Bitwise and in place of modulus operator

Question

We know that for example modulo of power of two can be expressed like this:

  x % 2 inpower n == x & (2 inpower n - 1).

Examples:

x % 2 == x & 1
x % 4 == x & 3
x % 8 == x & 7 

What about general nonpower of two numbers?

Let's say:

x % 7==?

Answer 1

First of all, it's actually not accurate to say that

x % 2 == x & 1

Simple counterexample: x = -1. In many languages, including Java, -1 % 2 == -1. That is, % is not necessarily the traditional mathematical definition of modulo. Java calls it the "remainder operator", for example.

With regards to bitwise optimization, only modulo powers of two can "easily" be done in bitwise arithmetics. Generally speaking, only modulo powers of base b can "easily" be done with base b representation of numbers.

In base 10, for example, for non-negative N, N mod 10^k is just taking the least significant k digits.

References

• JLS 15.17.3 Remainder Operator %
• Wikipedia/Modulo Operation

Answer 2

This only works for powers of two (and frequently only positive ones) because they have the unique property of having only one bit set to '1' in their binary representation. Because no other class of numbers shares this property, you can't create bitwise-and expressions for most modulus expressions.

Answer 3

This is specifically a special case because computers represent numbers in base 2. This is generalizable:

(number)_base % base^x

is equivilent to the last x digits of (number)_base.

Answer 4

for x % 7 = ?

x % 7 == (x+x/7) & 7

works perfectly in java.

int a = x % 7 ;

int a = (x+x/7)&7;

both statements are the same.

Answer 5

There are moduli other than powers of 2 for which efficient algorithms exist.

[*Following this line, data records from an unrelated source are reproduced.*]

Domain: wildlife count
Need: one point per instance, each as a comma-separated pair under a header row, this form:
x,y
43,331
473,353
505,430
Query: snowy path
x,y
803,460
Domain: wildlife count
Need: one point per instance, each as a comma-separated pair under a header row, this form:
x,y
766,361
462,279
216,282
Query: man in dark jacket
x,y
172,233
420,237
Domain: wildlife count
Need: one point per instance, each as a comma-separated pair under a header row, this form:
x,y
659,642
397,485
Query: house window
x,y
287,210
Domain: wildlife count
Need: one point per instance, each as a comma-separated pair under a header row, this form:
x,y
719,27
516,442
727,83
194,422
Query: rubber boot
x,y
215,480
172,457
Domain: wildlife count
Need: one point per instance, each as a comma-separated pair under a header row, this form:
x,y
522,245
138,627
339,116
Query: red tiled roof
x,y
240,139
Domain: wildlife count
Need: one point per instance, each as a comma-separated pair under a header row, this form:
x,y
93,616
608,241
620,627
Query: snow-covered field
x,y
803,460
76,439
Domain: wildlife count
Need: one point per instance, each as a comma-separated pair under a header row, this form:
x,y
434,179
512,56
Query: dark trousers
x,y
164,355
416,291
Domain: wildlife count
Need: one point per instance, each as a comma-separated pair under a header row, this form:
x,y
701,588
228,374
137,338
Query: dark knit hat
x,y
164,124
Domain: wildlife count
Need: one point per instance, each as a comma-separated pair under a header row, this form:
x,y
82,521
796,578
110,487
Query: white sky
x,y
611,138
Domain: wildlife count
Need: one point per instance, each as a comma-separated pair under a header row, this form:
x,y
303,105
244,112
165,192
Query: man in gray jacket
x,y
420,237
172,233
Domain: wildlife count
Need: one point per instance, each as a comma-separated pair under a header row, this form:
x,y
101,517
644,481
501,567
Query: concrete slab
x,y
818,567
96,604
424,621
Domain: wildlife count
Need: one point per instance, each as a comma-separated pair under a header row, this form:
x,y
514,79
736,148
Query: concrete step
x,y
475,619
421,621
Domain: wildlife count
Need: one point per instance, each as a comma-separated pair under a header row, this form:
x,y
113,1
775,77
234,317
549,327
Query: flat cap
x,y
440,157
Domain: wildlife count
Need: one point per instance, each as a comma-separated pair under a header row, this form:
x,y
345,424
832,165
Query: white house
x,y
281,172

For example, if x is 32 bits unsigned int then x % 3 = popcnt (x & 0x55555555) - popcnt (x & 0xaaaaaaaa)

Answer 6

Not using the bitwise-and (&) operator in binary, there is not. Sketch of proof:

Suppose there were a value k such that x & k == x % (k + 1), but k != 2^n - 1. Then if x == k, the expression x & k seems to "operate correctly" and the result is k. Now, consider x == k-i: if there were any "0" bits in k, there is some i greater than 0 which k-i may only be expressed with 1-bits in those positions. (E.g., 1011 (11) must become 0111 (7) when 100 (4) has been subtracted from it, in this case the 000 bit becomes 100 when i=4.) If a bit from the expression of k must change from zero to one to represent k-i, then it cannot correctly calculate x % (k+1), which in this case should be k-i, but there is no way for bitwise boolean and to produce that value given the mask.

Answer 7

Using bitwise_and, bitwise_or, and bitwise_not you can modify any bit configurations to another bit configurations (i.e. these set of operators are "functionally complete"). However, for operations like modulus, the general formula would be necessarily be quite complicated, I wouldn't even bother trying to recreate it.

Answer 8

In this specific case (mod 7), we still can replace %7 with bitwise operators:

// Return X%7 for X >= 0.
int mod7(int x)
{
  while (x > 7) x = (x&7) + (x>>3);
  return (x == 7)?0:x;
}

It works because 8%7 = 1. Obviously, this code is probably less efficient than a simple x%7, and certainly less readable.